While it seems fairly unlikely that Queensland – a State not known for its progressive thinking – will take a de-medicalised approach, Exit cannot and will not be beholden to a model which ignores a person’s right to self-determination at the end of life. Laws which position the medical profession as the arbiters of who gets a good death, when and how remain unacceptable.

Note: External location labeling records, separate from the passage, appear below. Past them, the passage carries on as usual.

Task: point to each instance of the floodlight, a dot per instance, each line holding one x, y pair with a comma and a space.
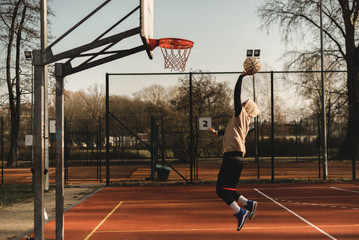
28, 54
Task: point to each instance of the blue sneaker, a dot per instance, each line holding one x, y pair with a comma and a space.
251, 207
241, 217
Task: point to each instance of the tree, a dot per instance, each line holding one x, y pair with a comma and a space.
301, 20
209, 99
14, 18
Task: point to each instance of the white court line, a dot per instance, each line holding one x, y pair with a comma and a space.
345, 190
301, 218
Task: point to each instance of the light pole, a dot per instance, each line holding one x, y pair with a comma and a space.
28, 56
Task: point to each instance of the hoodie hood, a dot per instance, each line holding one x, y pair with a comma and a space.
251, 108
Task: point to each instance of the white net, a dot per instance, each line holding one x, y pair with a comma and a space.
176, 58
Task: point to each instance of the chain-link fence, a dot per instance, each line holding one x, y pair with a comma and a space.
286, 144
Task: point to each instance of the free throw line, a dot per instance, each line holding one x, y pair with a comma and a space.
301, 218
108, 215
345, 190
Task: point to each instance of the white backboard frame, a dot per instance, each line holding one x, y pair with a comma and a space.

Why? Because as Dutch journalist, Henk Blenken, wrote in his 2018 long read in The Guardian ‘My death is not my own: the limits of legal euthanasia’:

It is a sad story. The right to die has been discussed for so long now in the Netherlands that we have come to believe we each have the right to die when we want. But when push comes to shove, the patient is not the one who decides on their euthanasia. It is the doctor who decides, and no one else. For the thousands of dementia patients who thought they would escape the worst of the disease, the Dutch euthanasia law is an utter failure. In 2017, there were 6,585 official cases of euthanasia in the Netherlands, the majority of them for cancer patients. By contrast, since 2012, only seven people with severe dementia died by euthanasia. Almost no one with dementia is able to die “on time” – that is, when they actually wanted to.

A few sample questions of the 50 contained in the Consultation Paper which are to be addressed include:

Should the eligibility be:

(a) incurable, advanced, progressive and will cause death (as in Victoria); or
(b) advanced, progressive and will cause death (as in Western Australia)?

Or should people who:

(a) have a disability; or
(b) are diagnosed with a mental illness?

be expressly excluded?

With questions like this, the Dutch legal environment looks light years ahead. And it is light years ahead, even though it is still highly medicalised.

That said, Dutch activists continue to push the boundaries.

Two cutting edge issues currently under consideration in the Netherlands are euthanasia for children aged under 12 years (whose needs are not currently catered for under Dutch legislation), and euthanasia for the so-called ‘healthy’ over-75s who feel that their life is complete and now is the time to go.